As for your problem with the google cache, try using this tag:
<META NAME="GOOGLEBOT" CONTENT="NOARCHIVE">
I use WebTrends...
Yep.. i use a simple spreadsheet at times to get a feel for traffic. Excell for example. Sorting and filtering can get you the info that the dedicated log analysers dont so well. Never thought of using a database like Access but thats a good idea. After deleting all the image hits etc, Escell can still handle thousands of records at a time. So great for small sites like ours with say less than 10,000 "real" page views a day.
After all. log analysers are just a glorified spreadsheets.
chiyo, how do you delete image hits and the like?
(original poster) Don't you think there's a market out there for a product that gives you lots of control but can only handle a few thousand hits? Some people don't like messing with Access or Excel. Then again, a product that puts it all into Access or Excel the right way might be nice. I would think people have trouble getting the W3C Extended Log File format into Access. Mine does that but I also added a nice little report designer.
(Disclosure: I made a product out of mine but I know I'm not supposed to sell here. So I won't say what it is. I promise to be good. I think I'm going to like it here.)
just run a filter for lines including the string ".jpg" or ".gif" or ".ico" or ".js" or whatever other extensions are superfluous to your analysis and then delete or exclude them. Will reduce your file size by about 70% to 95% depending on how many images/scripts you have per page.
No, what I meant is with what method/software do you run that filter? The reason I use Access and not Excel (which would be more practical) is that the file is too big prior to filtering.

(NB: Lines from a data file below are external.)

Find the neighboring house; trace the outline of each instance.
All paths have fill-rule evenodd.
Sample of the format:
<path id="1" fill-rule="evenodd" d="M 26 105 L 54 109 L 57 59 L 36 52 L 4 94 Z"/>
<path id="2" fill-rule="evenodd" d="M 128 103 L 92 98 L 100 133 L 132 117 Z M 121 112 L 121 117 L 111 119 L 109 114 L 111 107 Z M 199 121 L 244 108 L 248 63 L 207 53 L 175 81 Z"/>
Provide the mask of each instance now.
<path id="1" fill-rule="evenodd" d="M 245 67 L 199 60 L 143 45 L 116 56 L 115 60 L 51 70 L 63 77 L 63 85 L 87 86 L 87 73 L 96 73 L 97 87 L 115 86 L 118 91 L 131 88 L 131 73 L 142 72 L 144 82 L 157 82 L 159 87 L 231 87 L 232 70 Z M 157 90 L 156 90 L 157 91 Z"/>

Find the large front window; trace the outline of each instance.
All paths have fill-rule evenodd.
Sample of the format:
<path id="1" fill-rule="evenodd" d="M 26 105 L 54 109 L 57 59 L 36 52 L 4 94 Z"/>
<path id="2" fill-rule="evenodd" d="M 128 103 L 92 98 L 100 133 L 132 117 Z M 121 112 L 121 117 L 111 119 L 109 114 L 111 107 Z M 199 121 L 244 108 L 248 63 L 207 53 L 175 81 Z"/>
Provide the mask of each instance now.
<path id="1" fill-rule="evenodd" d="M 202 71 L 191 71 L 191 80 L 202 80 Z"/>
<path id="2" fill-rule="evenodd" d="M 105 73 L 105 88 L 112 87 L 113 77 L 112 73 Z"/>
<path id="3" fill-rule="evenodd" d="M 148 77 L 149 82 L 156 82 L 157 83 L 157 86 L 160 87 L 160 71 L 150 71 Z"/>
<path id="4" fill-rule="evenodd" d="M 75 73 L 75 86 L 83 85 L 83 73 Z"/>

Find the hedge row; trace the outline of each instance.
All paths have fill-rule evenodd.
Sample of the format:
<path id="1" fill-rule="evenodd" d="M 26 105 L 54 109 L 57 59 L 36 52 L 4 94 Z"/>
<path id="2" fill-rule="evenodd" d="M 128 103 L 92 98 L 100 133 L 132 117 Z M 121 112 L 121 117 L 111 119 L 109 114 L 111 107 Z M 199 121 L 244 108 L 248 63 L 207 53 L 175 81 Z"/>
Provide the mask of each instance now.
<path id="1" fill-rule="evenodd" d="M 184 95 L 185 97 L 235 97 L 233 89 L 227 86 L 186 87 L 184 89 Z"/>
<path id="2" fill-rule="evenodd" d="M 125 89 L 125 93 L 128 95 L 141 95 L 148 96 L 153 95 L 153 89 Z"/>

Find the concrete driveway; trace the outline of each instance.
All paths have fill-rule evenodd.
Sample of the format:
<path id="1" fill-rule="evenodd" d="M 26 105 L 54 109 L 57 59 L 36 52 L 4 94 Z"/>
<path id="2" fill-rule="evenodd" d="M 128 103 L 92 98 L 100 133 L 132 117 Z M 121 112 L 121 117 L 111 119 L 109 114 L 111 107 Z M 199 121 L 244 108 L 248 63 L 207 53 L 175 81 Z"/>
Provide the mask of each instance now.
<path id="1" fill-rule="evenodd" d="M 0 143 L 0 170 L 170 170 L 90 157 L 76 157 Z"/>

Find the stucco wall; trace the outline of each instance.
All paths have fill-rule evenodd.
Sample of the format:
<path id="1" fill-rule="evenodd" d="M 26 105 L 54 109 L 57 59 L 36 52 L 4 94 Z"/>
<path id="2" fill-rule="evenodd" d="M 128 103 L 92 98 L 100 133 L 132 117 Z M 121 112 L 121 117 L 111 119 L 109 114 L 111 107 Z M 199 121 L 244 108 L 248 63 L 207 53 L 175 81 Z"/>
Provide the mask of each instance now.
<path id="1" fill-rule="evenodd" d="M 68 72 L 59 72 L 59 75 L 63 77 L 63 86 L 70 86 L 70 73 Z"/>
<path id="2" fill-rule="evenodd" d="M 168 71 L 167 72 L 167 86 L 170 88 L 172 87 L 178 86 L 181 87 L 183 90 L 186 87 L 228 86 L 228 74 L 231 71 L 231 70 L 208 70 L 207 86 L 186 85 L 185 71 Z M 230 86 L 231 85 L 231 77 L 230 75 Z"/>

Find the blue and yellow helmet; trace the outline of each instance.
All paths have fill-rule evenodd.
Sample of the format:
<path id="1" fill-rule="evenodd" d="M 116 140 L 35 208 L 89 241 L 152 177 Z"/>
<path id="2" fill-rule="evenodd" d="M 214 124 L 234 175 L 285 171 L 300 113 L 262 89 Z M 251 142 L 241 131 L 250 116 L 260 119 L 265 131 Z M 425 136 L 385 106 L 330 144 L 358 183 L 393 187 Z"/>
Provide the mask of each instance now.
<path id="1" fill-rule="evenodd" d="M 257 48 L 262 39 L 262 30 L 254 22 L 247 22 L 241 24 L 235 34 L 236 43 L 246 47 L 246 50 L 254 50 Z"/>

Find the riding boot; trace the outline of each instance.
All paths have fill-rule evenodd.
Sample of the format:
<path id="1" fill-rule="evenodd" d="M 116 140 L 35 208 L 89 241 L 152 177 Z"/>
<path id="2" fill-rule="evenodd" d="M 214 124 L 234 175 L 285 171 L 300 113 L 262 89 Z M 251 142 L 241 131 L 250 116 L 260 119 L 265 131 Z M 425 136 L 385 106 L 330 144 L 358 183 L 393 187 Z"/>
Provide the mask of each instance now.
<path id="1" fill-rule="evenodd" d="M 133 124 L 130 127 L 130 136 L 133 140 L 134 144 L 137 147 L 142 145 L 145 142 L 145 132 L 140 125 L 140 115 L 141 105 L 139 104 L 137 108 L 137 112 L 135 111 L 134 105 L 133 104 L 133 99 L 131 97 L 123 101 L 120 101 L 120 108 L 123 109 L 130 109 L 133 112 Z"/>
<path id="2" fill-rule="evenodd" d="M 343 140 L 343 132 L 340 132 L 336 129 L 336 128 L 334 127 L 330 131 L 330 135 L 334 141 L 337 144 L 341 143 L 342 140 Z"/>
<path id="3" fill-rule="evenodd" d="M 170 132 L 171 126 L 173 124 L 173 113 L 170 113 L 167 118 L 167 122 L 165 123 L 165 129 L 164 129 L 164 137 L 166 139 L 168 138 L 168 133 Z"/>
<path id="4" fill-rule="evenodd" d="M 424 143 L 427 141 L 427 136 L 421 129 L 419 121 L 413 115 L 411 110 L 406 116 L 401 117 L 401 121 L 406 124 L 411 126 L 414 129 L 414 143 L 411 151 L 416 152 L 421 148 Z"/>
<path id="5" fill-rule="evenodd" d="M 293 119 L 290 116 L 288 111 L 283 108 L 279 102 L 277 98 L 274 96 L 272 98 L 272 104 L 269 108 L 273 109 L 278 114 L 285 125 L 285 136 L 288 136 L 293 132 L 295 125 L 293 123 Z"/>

Ah sorry, I preprocess using a text editor with a macro first if the file is too large to import into a spreadsheet first.
I take the raw log and:
- Use the freeware program LookUpIp to change the addresses (e.g. 999.999.999.999 -> www.somesite.com)
- Use GREP to remove .jpg .gif .js and robots
- Use SED to "repair" Danish and German letters (e.g. %F8 -> ø)
- Look at the log with the freeware application Loggling (remember to delete the lines added by GREP)
To get an overview of the search words and search terms, I use the freeware program Analog.
I'm really surprised there not more apps out there. I'v been looking for programs for a while, not found anything that great. The homemade scripts work well for me with Access or SQL as they tend to just log the visits/ uniques, which is all i really want, and can I run SQL queries to find out more info. The problem is the size of the data, and the referalls take some reading as the phrases are just stuck in with all the other stuff.
Personally I dont find webtrends very useful at all, it counts every single server request and can therfore be quite misleading on how buzy the site really is.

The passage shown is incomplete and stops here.